Lord Heseltine sacked as government adviser after Brexit rebellion

Connor Sephton, News Reporter

Lord Heseltine has been sacked as a government adviser after spearheading a rebellion against the Brexit bill.

The former Conservative cabinet minister had joined peers in backing an amendment to the bill to trigger Article 50, which proposes that Theresa May would not be able to finalise a deal with the EU unless she had approval from both Houses of Parliament.

After the amendment passed with a majority of 98, Lord Heseltine was told that the Prime Minister was firing him from his roles in advising the Government on a number of issues, including its industrial strategy.
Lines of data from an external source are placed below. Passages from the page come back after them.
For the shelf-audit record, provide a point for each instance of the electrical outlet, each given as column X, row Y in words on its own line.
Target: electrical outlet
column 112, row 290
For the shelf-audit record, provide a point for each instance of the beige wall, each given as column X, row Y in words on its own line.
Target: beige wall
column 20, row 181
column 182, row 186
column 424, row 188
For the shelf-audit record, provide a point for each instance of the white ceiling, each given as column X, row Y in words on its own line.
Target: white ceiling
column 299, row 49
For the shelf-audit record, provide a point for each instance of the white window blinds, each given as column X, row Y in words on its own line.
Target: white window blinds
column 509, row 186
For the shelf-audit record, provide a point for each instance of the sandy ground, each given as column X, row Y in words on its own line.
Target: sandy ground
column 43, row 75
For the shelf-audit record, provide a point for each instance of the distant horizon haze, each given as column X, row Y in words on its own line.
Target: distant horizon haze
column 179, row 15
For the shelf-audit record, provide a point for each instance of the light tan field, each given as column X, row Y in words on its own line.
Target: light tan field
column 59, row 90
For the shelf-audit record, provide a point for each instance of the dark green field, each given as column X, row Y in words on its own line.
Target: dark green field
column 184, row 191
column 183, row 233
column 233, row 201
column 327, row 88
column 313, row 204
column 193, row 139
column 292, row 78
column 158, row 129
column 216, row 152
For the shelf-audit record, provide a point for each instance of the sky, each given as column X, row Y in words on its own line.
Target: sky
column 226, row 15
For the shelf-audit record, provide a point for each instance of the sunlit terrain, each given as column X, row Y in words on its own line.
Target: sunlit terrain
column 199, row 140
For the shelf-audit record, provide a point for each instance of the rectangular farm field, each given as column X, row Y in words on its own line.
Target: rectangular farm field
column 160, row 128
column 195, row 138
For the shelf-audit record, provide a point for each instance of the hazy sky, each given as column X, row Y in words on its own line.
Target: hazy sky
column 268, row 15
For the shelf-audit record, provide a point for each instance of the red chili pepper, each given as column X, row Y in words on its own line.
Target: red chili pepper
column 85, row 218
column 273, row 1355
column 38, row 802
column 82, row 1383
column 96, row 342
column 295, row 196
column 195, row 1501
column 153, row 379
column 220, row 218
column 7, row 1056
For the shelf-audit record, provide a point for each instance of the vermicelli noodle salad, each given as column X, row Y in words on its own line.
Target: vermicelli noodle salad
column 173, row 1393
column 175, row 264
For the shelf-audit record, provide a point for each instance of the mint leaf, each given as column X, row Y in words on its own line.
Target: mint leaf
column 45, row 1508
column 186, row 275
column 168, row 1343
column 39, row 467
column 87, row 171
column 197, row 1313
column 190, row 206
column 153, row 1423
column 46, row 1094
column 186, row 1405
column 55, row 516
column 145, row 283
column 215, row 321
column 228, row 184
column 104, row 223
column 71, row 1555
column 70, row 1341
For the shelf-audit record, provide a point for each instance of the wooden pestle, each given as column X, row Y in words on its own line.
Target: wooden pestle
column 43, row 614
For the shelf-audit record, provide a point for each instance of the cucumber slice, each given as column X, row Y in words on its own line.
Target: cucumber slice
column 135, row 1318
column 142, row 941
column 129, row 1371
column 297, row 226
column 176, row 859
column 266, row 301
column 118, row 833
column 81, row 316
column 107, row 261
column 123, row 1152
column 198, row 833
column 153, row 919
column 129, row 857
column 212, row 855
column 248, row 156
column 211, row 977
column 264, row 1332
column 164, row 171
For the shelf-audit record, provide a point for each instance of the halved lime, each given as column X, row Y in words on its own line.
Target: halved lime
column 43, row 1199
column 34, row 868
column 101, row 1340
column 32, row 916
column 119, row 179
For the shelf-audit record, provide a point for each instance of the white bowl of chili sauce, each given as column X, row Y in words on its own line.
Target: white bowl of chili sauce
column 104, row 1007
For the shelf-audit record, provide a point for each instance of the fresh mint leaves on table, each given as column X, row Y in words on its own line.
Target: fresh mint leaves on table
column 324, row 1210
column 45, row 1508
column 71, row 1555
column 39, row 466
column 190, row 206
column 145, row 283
Following his dismissal, the Tory grandee told Sky News: "I have been working for the Government now for six years. It has been a privilege.

"Of course I'm very sad and sorry to see it go - but in the end you have to be true to yourself and I knew I had to make that speech today in the House of Lords.
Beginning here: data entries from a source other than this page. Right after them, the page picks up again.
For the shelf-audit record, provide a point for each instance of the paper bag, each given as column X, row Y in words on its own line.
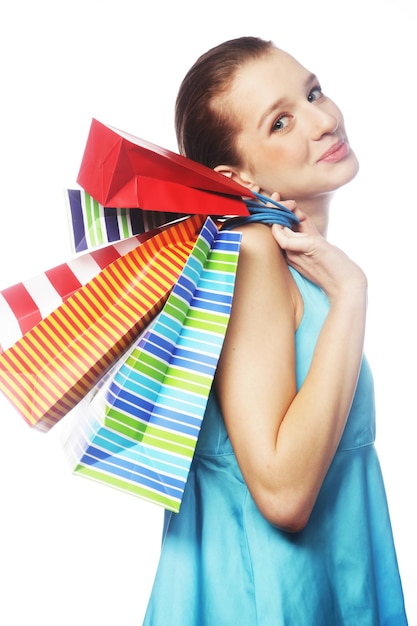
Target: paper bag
column 47, row 372
column 120, row 170
column 25, row 304
column 93, row 225
column 140, row 433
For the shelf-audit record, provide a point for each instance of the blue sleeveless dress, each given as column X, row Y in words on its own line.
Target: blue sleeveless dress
column 223, row 564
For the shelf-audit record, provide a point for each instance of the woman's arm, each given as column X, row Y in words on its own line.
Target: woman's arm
column 285, row 441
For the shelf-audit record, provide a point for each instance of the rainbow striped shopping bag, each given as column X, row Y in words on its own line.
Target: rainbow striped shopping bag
column 144, row 439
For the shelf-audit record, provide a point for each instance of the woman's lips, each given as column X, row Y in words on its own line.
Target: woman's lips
column 336, row 153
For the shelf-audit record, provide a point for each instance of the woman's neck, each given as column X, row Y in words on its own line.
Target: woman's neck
column 317, row 210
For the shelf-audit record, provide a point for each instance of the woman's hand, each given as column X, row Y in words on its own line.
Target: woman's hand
column 315, row 258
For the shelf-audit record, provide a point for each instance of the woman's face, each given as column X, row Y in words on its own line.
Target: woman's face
column 292, row 137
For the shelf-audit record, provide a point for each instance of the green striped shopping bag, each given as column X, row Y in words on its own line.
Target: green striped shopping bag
column 143, row 440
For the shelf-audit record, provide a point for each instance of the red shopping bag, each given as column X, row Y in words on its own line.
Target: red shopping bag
column 120, row 170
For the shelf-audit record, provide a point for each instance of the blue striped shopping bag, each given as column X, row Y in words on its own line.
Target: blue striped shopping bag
column 142, row 438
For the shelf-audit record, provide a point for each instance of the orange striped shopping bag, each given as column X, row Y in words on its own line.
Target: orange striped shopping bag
column 54, row 365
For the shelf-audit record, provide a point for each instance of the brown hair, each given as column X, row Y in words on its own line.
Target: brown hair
column 205, row 132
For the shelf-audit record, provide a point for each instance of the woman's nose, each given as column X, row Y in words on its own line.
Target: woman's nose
column 324, row 122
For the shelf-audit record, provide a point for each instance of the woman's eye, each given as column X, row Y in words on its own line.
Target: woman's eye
column 314, row 94
column 281, row 122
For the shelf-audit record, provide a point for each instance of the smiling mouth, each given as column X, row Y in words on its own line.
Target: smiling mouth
column 336, row 153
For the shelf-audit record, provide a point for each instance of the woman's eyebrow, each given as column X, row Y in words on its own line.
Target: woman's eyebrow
column 277, row 104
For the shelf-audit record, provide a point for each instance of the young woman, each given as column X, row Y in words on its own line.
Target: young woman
column 284, row 519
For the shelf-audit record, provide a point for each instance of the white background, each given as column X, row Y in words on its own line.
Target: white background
column 73, row 552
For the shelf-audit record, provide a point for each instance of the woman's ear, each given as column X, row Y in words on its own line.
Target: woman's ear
column 237, row 176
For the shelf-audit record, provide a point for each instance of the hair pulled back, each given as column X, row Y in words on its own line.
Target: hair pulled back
column 205, row 131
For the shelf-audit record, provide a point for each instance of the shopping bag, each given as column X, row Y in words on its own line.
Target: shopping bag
column 120, row 170
column 93, row 225
column 47, row 372
column 140, row 432
column 25, row 304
"None of us can see what governments we're going to be dealing with in Europe. We can't see what the circumstances are going to be, we can't see what the deal is going to be.

"All people like me in the House of Lords are saying is that the ultimate sovereignty of this country lies in Parliament. That's what the Brexit people have been saying along: 'We've got to have sovereignty back.'"

Lord Heseltine also warned that European governments will not offer the UK a good deal, as it could spark other EU members to leave.

The former deputy prime minister has said he is not interested in sparking a "constitutional crisis" if the Commons decides to reject the amendment submitted by the Lords.

"We're not trying to overrule the Commons, or become an equal partner to the Commons, we're merely doing what the House of Lords traditionally is expected to do, which is to ask the Commons to think again," he added.

Prior to the vote, the former deputy prime minister had warned that quitting the European Union was the "most momentous peacetime decision of our time".

In an earlier statement, Lord Heseltine had insisted it was Parliament's duty to protect the country's legacy for future generations - and reiterated his belief that "the future of this country is inextricably interwoven with our European friends".

This is the second time in a week that the Lords have defeated the Brexit bill, potentially frustrating Mrs May's efforts to try and trigger the formal process for leaving the EU before the end of this month.

Last Wednesday, a Labour amendment demanding protection for EU citizens in the UK was passed by a majority of 102.

Brexit Secretary David Davis said the outcome of the amendment vote was "disappointing".

He said: "(The bill) has a straightforward purpose - to enact the referendum result and allow the Government to get on with negotiating a new partnership with the EU.

"It is clear that some in the Lords would seek to frustrate that process and it is the Government's intention to ensure that does not happen.

"We will now aim to overturn these amendments in the House of Commons."